Training Supervised Screening Models on 3+ Million Expert-Labelled Fundus Images

The first fully supervised medical-imaging model trained at this scale—and the first ophthalmology model of its kind.

Researchers from the AIM Lab, in collaboration with Chinese company Airdoc and multiple partner hospitals, announce a landmark project to train end-to-end supervised screening models on a dataset of more than three million expert-labelled fundus photographs.

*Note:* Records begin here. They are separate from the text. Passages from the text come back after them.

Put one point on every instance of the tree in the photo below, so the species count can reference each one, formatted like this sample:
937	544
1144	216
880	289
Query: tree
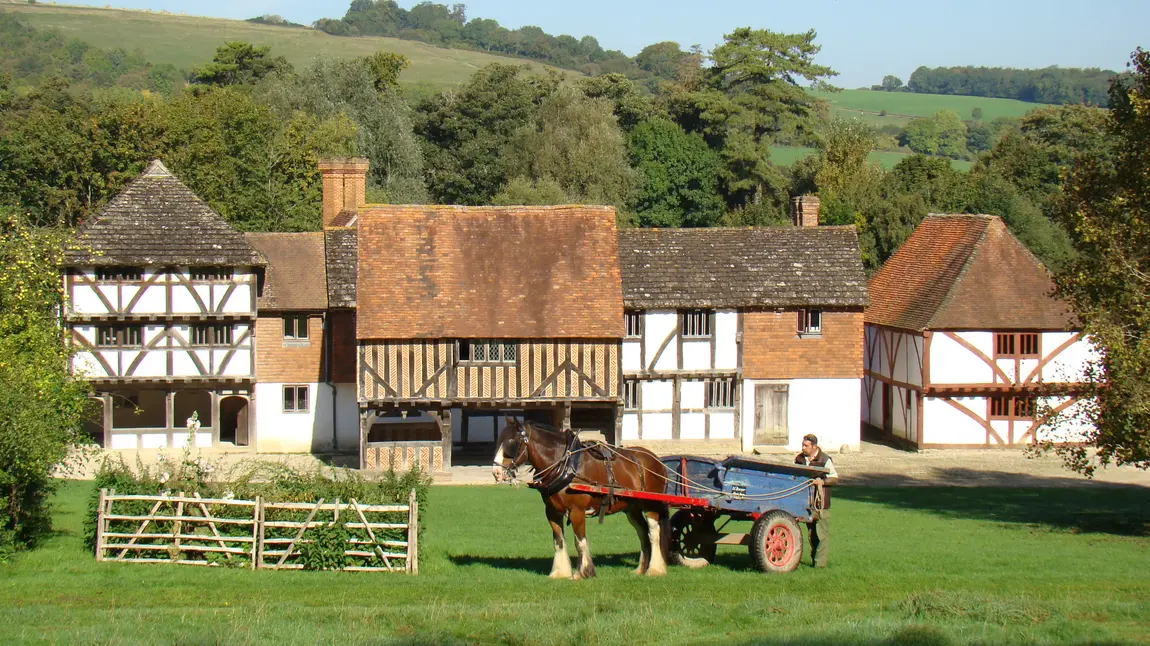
1108	212
240	63
679	176
41	402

To our knowledge, this is the first time any medical-imaging model has been fully supervised on such a large, clinician-annotated corpus—and the first ophthalmology model to reach this scale.

Screening models

Why this matters

Eye diseases such as diabetic retinopathy, glaucoma, and macular disorders remain among the leading causes of preventable vision loss worldwide. Millions of people are at risk of losing sight every year, yet many cases could be avoided through timely and accurate screening. Unfortunately, access to reliable screening is often limited. Many health systems face a shortage of trained specialists, and even where services are available, differences in imaging devices and variability in clinical expertise can lead to inconsistent results.

This project addresses these challenges by building models trained directly on high-quality, clinician-verified labels. Instead of relying on indirect signals or proxy labels, the models learn from expert consensus annotations that reflect real diagnostic decision-making. This foundation allows the system to target the clinical measures that matter most: sensitivity, specificity, area under the curve (AUC), calibration, and interpretability. By explicitly aligning model training with these standards, the team aims to develop screening tools that are not only accurate in research settings but also reliable, fair, and usable in day-to-day clinical practice.

The broader significance goes beyond performance metrics. A robust and explainable screening model has the potential to relieve pressure on overstretched healthcare systems, extend screening to underserved communities, and provide clinicians with decision support that improves both confidence and consistency. In the long term, such infrastructure could help make preventive eye care more accessible and equitable worldwide, reducing avoidable blindness and improving quality of life for millions of patients.

Outcomes

Success will be measured by stable, clinically meaningful performance across centers and devices; clear explanations for model outputs; and evidence of generalization that withstands real-world variation. Where possible, the team plans to share model cards, evaluation protocols, and selected research artefacts to support reproducibility and community benchmarking. Further external validation is also ongoing through collaborations with partner institutions worldwide.